Here’s a story my conservative friend in Milwaukee has been haranguing
me about for awhile now. So I looked it up, and
oops, he’s wrong again. Big surprise.
And the conservative source taking my Republican friend to
task for his reason to hate Obamacare? The National Review. No summary from me,
the story speaks for itself, but it does show how conservatives will try to
politicize everything, even the life of a ten year old girl:
Mona Charen: The parents of ten-year-old Sarah Murnaghan have made her an Internet and cable-news celebrity in a desperate effort to get her on the adult list for a lung transplant is completely understandable.
The story, however, has loosed a torrent of demagoguery — some of it coming from the very people who should be most alarmed about the politicization of cases like Sarah’s and of health care generally. Talk radio and TV have been ringing with strident and even hysterical accusations that HHS Secretary Kathleen Sebelius is “letting this little girl die,” or “choosing who will live and who will die.” Some are linking Sebelius’s supposed callousness to the terrible, politicized rationing of health care that Obamacare will inaugurate.
This is all backwards. The people calling upon Sebelius to intervene and grant a waiver from the usual rules regarding children and transplants are the ones urging the politicization of medical care — at least in this case. They would be the ones responsible for setting a terrible precedent. The lesson would be this: If you can muster public pressure through social media, the press, and politicians, your loved one can get an advantage over others waiting for a lung or kidney or liver. Photogenic patients or those with media-savvy or even politically well-connected relatives would go to the head of the line. That is exactly what conservatives ought to fear.

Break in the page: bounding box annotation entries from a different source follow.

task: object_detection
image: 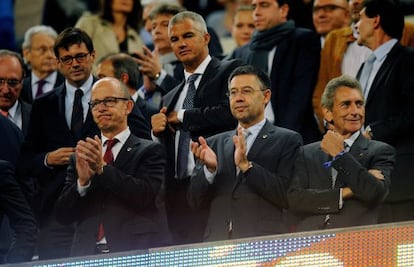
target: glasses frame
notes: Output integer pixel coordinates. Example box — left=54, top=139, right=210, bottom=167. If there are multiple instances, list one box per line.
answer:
left=59, top=53, right=91, bottom=65
left=312, top=4, right=347, bottom=13
left=0, top=78, right=23, bottom=89
left=88, top=97, right=131, bottom=110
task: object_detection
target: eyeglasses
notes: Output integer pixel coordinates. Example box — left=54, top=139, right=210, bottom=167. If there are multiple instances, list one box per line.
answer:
left=0, top=78, right=22, bottom=88
left=60, top=53, right=89, bottom=65
left=312, top=5, right=346, bottom=13
left=227, top=87, right=265, bottom=98
left=88, top=97, right=130, bottom=109
left=30, top=46, right=54, bottom=55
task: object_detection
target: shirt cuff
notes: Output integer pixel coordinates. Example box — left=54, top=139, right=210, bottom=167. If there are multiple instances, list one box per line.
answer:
left=177, top=109, right=185, bottom=122
left=155, top=70, right=167, bottom=86
left=203, top=165, right=217, bottom=184
left=76, top=179, right=91, bottom=197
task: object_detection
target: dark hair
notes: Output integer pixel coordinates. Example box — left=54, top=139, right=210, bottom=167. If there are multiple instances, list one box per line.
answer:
left=0, top=49, right=26, bottom=79
left=53, top=27, right=94, bottom=58
left=227, top=65, right=271, bottom=90
left=106, top=54, right=142, bottom=90
left=321, top=75, right=362, bottom=111
left=364, top=0, right=404, bottom=40
left=148, top=4, right=186, bottom=20
left=101, top=0, right=142, bottom=31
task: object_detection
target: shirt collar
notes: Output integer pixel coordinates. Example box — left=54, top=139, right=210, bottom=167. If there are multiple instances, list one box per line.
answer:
left=32, top=71, right=57, bottom=85
left=344, top=131, right=361, bottom=147
left=374, top=39, right=398, bottom=61
left=184, top=55, right=211, bottom=81
left=65, top=74, right=93, bottom=95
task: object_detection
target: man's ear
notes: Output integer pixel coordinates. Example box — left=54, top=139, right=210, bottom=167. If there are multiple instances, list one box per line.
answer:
left=120, top=72, right=129, bottom=84
left=322, top=107, right=333, bottom=123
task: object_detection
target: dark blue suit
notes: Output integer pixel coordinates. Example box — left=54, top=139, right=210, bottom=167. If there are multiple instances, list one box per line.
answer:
left=231, top=28, right=321, bottom=144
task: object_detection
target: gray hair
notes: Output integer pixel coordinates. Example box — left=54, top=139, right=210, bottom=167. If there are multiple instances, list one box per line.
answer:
left=22, top=25, right=57, bottom=49
left=168, top=11, right=208, bottom=34
left=321, top=75, right=363, bottom=111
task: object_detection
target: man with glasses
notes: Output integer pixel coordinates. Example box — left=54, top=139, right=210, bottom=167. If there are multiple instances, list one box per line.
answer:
left=230, top=0, right=321, bottom=143
left=0, top=50, right=32, bottom=134
left=312, top=0, right=351, bottom=47
left=20, top=25, right=65, bottom=103
left=20, top=28, right=150, bottom=259
left=56, top=77, right=169, bottom=256
left=189, top=66, right=302, bottom=241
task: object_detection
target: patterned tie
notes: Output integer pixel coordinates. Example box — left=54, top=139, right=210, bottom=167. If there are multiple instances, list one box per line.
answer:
left=70, top=89, right=83, bottom=139
left=176, top=73, right=200, bottom=179
left=96, top=138, right=118, bottom=248
left=359, top=53, right=375, bottom=99
left=104, top=138, right=118, bottom=165
left=35, top=80, right=46, bottom=98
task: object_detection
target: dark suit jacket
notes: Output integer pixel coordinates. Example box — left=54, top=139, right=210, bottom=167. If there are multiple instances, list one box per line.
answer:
left=56, top=135, right=169, bottom=256
left=160, top=58, right=242, bottom=184
left=0, top=115, right=23, bottom=166
left=189, top=122, right=302, bottom=241
left=19, top=83, right=150, bottom=218
left=231, top=28, right=321, bottom=144
left=0, top=160, right=37, bottom=262
left=288, top=134, right=395, bottom=230
left=357, top=43, right=414, bottom=201
left=20, top=71, right=65, bottom=104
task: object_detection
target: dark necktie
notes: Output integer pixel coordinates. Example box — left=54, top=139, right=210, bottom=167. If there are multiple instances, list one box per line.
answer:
left=359, top=53, right=375, bottom=99
left=104, top=139, right=118, bottom=165
left=177, top=73, right=200, bottom=179
left=35, top=80, right=46, bottom=98
left=70, top=89, right=83, bottom=139
left=96, top=139, right=118, bottom=249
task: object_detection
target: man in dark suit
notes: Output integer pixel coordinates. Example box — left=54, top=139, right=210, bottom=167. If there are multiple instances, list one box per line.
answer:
left=151, top=11, right=241, bottom=244
left=356, top=0, right=414, bottom=223
left=0, top=161, right=37, bottom=263
left=230, top=0, right=321, bottom=144
left=20, top=25, right=65, bottom=103
left=56, top=78, right=169, bottom=256
left=189, top=66, right=302, bottom=241
left=19, top=28, right=150, bottom=259
left=0, top=50, right=32, bottom=135
left=96, top=53, right=159, bottom=124
left=288, top=76, right=395, bottom=231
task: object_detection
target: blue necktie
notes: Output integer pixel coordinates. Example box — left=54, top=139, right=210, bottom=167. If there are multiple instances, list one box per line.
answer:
left=70, top=89, right=83, bottom=140
left=176, top=73, right=200, bottom=179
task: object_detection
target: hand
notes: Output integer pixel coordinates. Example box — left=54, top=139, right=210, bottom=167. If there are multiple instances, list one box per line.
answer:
left=46, top=147, right=75, bottom=166
left=151, top=107, right=167, bottom=136
left=321, top=130, right=345, bottom=157
left=167, top=111, right=181, bottom=125
left=142, top=75, right=157, bottom=93
left=191, top=136, right=217, bottom=173
left=368, top=169, right=385, bottom=180
left=76, top=135, right=105, bottom=174
left=362, top=131, right=372, bottom=140
left=342, top=187, right=354, bottom=200
left=135, top=46, right=162, bottom=80
left=233, top=127, right=249, bottom=172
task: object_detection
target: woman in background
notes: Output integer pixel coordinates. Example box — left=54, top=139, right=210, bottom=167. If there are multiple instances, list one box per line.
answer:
left=75, top=0, right=143, bottom=65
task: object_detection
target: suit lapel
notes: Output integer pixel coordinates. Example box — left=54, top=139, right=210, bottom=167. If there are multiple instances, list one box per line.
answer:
left=114, top=134, right=139, bottom=169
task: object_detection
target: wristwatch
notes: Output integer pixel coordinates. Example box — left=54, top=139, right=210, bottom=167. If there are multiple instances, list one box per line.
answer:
left=152, top=72, right=161, bottom=81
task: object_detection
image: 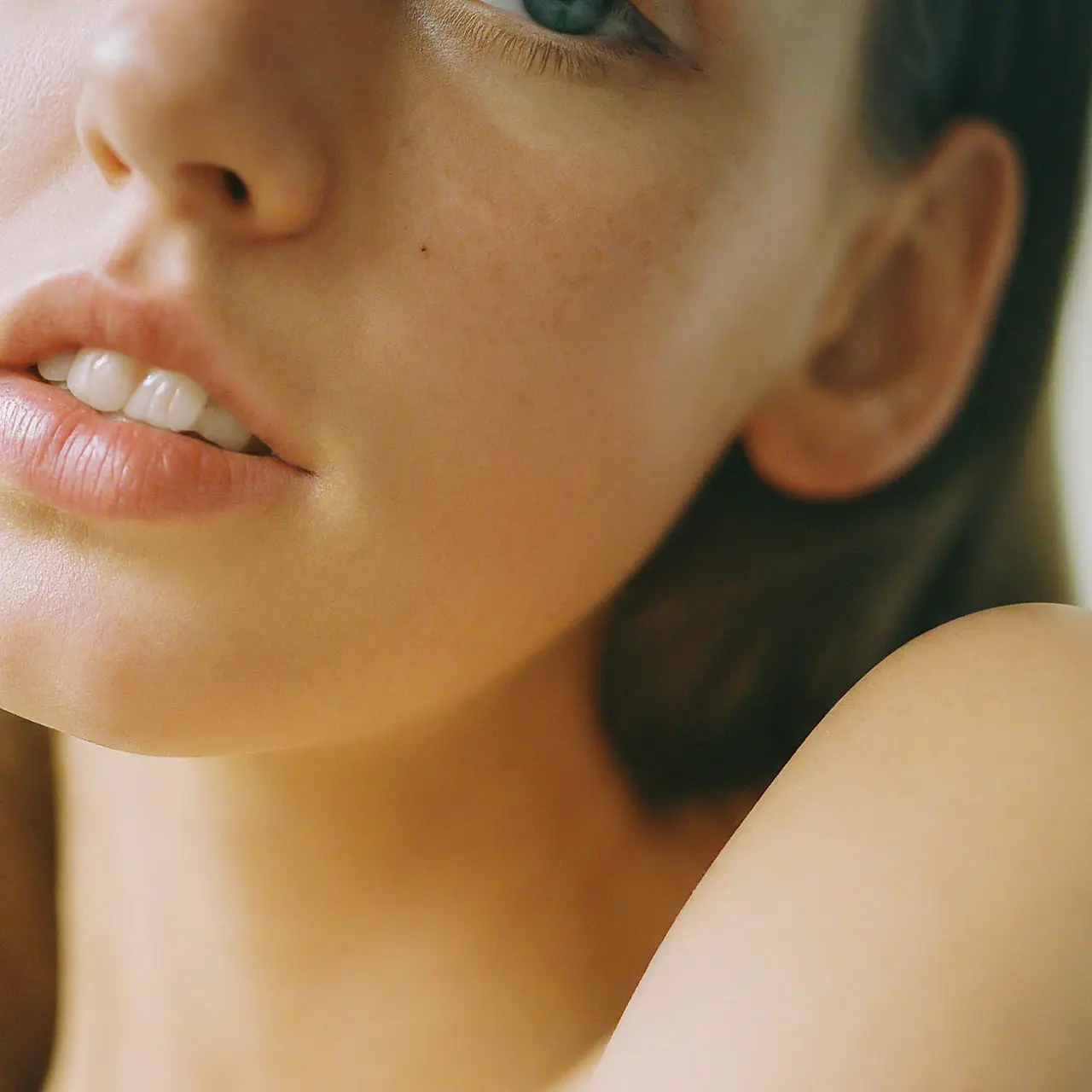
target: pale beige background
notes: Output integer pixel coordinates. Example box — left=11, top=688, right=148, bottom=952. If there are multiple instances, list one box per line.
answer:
left=1053, top=133, right=1092, bottom=607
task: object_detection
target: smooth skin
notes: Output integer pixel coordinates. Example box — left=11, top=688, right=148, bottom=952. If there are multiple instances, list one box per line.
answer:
left=0, top=0, right=1079, bottom=1092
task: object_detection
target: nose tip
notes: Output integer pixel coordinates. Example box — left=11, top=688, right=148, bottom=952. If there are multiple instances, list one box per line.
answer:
left=75, top=11, right=330, bottom=235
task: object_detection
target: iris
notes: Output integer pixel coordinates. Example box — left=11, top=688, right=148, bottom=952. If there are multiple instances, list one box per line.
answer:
left=523, top=0, right=615, bottom=34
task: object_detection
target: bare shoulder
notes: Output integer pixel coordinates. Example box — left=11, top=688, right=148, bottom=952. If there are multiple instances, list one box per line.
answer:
left=592, top=606, right=1092, bottom=1092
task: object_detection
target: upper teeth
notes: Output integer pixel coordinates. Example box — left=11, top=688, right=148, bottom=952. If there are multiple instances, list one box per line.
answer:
left=38, top=348, right=259, bottom=451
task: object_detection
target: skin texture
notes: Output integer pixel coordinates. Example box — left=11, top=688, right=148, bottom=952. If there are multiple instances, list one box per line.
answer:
left=586, top=606, right=1092, bottom=1092
left=0, top=0, right=1061, bottom=1092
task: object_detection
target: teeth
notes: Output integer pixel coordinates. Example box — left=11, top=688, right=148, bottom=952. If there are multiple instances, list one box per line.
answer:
left=194, top=402, right=253, bottom=451
left=38, top=348, right=269, bottom=453
left=67, top=348, right=141, bottom=413
left=124, top=368, right=208, bottom=433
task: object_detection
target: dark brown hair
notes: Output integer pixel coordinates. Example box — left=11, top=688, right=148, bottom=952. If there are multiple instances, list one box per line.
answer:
left=598, top=0, right=1092, bottom=808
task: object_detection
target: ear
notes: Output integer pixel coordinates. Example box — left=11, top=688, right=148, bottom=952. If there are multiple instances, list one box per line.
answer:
left=741, top=121, right=1022, bottom=500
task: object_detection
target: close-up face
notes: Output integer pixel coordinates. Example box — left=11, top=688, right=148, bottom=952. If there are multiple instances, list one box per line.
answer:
left=0, top=0, right=865, bottom=754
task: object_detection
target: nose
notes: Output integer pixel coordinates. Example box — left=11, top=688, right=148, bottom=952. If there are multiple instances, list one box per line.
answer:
left=77, top=0, right=331, bottom=237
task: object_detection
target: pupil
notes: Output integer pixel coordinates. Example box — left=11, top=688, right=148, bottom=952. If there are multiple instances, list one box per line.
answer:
left=523, top=0, right=615, bottom=34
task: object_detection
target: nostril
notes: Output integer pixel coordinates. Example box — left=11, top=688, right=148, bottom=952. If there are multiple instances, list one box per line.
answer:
left=224, top=171, right=250, bottom=206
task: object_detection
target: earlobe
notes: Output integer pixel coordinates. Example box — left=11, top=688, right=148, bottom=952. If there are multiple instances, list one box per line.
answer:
left=741, top=122, right=1021, bottom=500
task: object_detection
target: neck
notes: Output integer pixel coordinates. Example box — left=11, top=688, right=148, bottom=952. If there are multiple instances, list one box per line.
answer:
left=48, top=624, right=759, bottom=1092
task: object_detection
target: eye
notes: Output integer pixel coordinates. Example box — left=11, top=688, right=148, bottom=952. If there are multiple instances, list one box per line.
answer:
left=488, top=0, right=663, bottom=42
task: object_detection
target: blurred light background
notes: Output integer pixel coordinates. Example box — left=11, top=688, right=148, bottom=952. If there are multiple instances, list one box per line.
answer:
left=1052, top=133, right=1092, bottom=607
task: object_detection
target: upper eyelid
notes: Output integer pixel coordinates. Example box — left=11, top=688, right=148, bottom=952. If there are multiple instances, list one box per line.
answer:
left=638, top=0, right=699, bottom=57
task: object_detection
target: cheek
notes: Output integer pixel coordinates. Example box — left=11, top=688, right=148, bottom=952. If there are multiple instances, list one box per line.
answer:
left=320, top=87, right=775, bottom=594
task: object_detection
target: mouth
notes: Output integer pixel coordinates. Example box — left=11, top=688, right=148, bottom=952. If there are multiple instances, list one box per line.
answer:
left=20, top=348, right=276, bottom=457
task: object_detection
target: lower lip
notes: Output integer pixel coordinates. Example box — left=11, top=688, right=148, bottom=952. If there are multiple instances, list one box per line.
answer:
left=0, top=370, right=307, bottom=520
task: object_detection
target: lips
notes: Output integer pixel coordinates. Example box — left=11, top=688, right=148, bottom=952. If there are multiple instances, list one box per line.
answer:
left=0, top=273, right=309, bottom=472
left=0, top=274, right=313, bottom=520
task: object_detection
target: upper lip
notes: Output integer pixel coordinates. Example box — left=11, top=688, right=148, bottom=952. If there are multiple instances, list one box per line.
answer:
left=0, top=273, right=305, bottom=468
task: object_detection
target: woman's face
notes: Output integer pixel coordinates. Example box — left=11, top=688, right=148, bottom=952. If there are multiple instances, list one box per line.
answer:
left=0, top=0, right=865, bottom=754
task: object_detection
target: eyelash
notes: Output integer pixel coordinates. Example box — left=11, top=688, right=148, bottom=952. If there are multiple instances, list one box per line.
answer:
left=439, top=0, right=680, bottom=79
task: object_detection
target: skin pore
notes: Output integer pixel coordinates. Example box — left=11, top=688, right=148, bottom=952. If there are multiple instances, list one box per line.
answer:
left=0, top=0, right=1019, bottom=1092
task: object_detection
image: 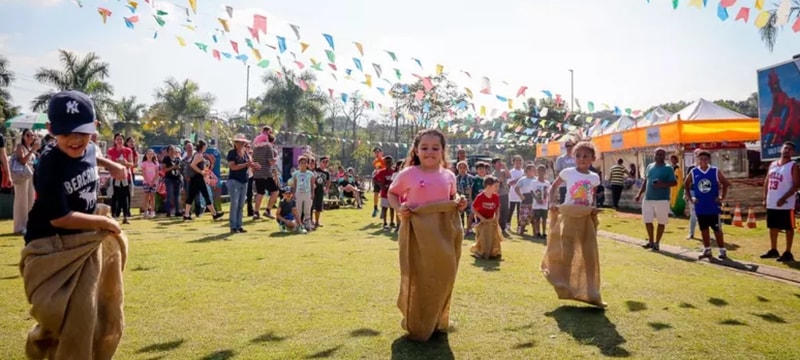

It may well be that the rules about eligibility for lung transplants need an overhaul. As Sebelius noted, 222 people are waiting for lung transplants in Sarah’s region alone, including six children aged ten and younger. Nationally, about 1,700 people are waiting for lung transplants, including 31 children ten and younger. Lung transplants are very high risk — only 50 percent of recipients survive longer than five years.
Deciding who among the desperately sick should get a lung or other organ when they become available is managed by a nonprofit called the United Network for Organ Sharing.
The following point made me think of time when an opponent of
Obamacare takes Sebelius’ place, and politicizes who gets treatment and who
doesn't…for real.
Sebelius has agreed to order a review of the policy that separates pediatric and adult cases, but those pressing her to help one particular patient are corrupting the system. This kind of politicization of medical care is one of the chief objections to Obamacare. Kathleen Sebelius isn’t in control of whether Sarah Murnaghan lives or dies. But if Obamacare is fully implemented, she and her successors will have such power over all of us.